Twenty-nine PL cases were evaluated; median age was 96 months (22 to 178 months). Age at the start of symptoms had peaks at 8 years, followed by 12 and 14 years. Mean time between start of symptoms and diagnosis was 1.15 years (1 month to 10 years).

Twenty patients were male (69%). In the comparison between gender and age at start of symptoms, median age at the start in males was 8.3 years (1 to 14.1 years) and in females 8.8 years (1.6 to 14.8 years; p=0.5). Disease start predominated in winter and autumn months (Figure 1).


Figure 1. Distribution of patients according to season of the year that symptoms started. [Copyright: ©2013 Markus et al.]

Cutaneous alterations were present in all patients at examination. The most frequently observed lesions were papules (n=27), hypopigmentation and scaling (n=19) and fine scaling (n=13). There was also erythema (n=12), crusts (n=12), hyperpigmentation (n=5), necrosis (n=4), and purpuric lesions (n=3). Classification by lesion distribution was of a central form, where lesions were found on the trunk and proximal limbs in 14 (48%), followed by diffuse (generalized lesions) in 13 (45%), and peripheral, where only the extremities presented lesions, in 2 (7%) cases.

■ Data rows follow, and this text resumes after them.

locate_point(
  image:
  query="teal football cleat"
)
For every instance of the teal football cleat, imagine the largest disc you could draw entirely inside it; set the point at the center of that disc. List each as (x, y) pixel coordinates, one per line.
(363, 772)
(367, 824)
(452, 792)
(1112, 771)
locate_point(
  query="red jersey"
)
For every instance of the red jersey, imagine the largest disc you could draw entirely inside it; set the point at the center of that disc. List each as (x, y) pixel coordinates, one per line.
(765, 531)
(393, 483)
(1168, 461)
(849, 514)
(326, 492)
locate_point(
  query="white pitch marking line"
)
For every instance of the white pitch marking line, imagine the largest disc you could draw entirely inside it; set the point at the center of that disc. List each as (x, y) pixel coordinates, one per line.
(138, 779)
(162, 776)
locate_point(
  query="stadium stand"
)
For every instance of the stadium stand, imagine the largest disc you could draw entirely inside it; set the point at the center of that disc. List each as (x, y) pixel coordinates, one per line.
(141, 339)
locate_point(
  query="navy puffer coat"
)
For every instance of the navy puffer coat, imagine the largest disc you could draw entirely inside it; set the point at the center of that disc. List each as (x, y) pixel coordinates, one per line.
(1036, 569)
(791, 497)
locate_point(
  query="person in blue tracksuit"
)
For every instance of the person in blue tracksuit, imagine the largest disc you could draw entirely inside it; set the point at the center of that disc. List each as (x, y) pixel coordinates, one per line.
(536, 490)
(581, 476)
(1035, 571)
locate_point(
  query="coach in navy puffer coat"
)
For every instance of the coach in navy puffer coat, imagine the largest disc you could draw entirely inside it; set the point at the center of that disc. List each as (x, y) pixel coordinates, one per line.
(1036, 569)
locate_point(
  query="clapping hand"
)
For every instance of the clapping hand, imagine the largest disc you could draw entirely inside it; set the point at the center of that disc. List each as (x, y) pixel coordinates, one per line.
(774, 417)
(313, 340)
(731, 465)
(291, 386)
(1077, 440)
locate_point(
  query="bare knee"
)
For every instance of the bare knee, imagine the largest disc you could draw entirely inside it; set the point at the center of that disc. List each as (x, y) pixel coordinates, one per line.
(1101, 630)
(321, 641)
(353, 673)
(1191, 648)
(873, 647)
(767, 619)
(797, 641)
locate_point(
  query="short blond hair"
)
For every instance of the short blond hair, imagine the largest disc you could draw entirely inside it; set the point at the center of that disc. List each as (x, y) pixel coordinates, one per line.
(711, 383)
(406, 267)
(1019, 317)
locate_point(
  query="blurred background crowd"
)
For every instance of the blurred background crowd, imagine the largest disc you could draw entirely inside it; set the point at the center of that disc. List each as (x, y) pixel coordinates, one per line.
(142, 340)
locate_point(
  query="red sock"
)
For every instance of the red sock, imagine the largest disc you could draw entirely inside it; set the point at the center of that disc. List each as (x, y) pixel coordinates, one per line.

As for symptoms, 15 (52%) patients were asymptomatic, 13 (45%) had itching, and one fever. Clinical classification revealed 4 PLEVA (Figure 2A and 2B) and 25 PLC (Figure 2C and 2D).


Figure 2. (A) PLEVA—2 to 3 mm reddish-brown purpuric papules. (B) Varioliform scarring. (C) PLC—erythematous papules with residual macules of postinflammatory hypopigmentation. (D) Papule with a fine scaling that detaching from the periphery to the center (PLC). [Copyright: ©2013 Markus et al.]

Histological evaluation was possible in 14 patients; six (43%) presented histology consistent with the chronic form (PLC), four (28.5%) with the acute form (PLEVA), and four (28.5%) presented histology with characteristics of both forms and were classified as mixed. Comparing histology and clinical diagnoses showed that the six cases with PLC histology also had the same clinical diagnosis. The four mixed histology cases clinically presented as PLC. In the four acute histology (PLEVA) cases, one was clinically classified as PLC (Figure 3A and 3B).


Figure 3. (A) Erythematous papules with a fine scaling without necrosis. (B) Hypochromic macules on the trunk. [Copyright: ©2013 Markus et al.]

Follow-up was lost in 11 cases. Of the 18 followed up, improvement was seen in 15, of which 11 had recevied erythromycin or tetracycline and four were treated with moisturizing cream until returning after biopsy, when they presented disease remission without the need for specific treatment. Mean evolution time to improvement in these 15 patients was seven months (1 to 96 months). Three cases still had lesions at last evaluation and their mean follow-up time was 15 months.


Pityriasis lichenoides is an uncommon skin disease with few studies on its clinical and histological presentation, especially in the pediatric age.

Mean age at the start was 8 years, with peaks at 8, 12, and 14 years. This varies depending on author between 5 and 9 years [8,12]. It predominated in males (69%), agreeing with literature where values range from 53% to 60% [8,12,13].

This dermatosis is believed to be seasonal, predominantly in autumn and winter, as seen in 62% of cases in this study; Ersoy-Evans et al. found this in 65% while Wahie et al. did not observe seasonal variation [8,13]. Despite the study having the limitation of being retrospective, the question exists whether there really are fewer cases in the warm months, or whether exposure to the sun could be an improvement factor for symptoms and consequently fewer patients seek for medical attention in these months. Another possibility is that viral infections, which are prevalent during cold months, could be triggers [7,14].

Most patients presented with papules in the first evaluation, followed by residual hypopigmentation and fine scaling. These clinical findings are compatible with PLC. Necrotic lesions, which are feature of PLEVA, were observed in 4 cases, which is less than in the literature [1,4].

In lesion distribution, the majority of lesions were located in the central body region. Literature reports a predominance of the diffuse form (skin lesions spread in the entire body) in 70% of cases [8]. It must be stressed that classification by lesion distribution is observer dependent, considering the highest lesion concentration, allowing a patient with the central form to have some peripheral lesions. This brings into question the validity of using topographical classification for PL.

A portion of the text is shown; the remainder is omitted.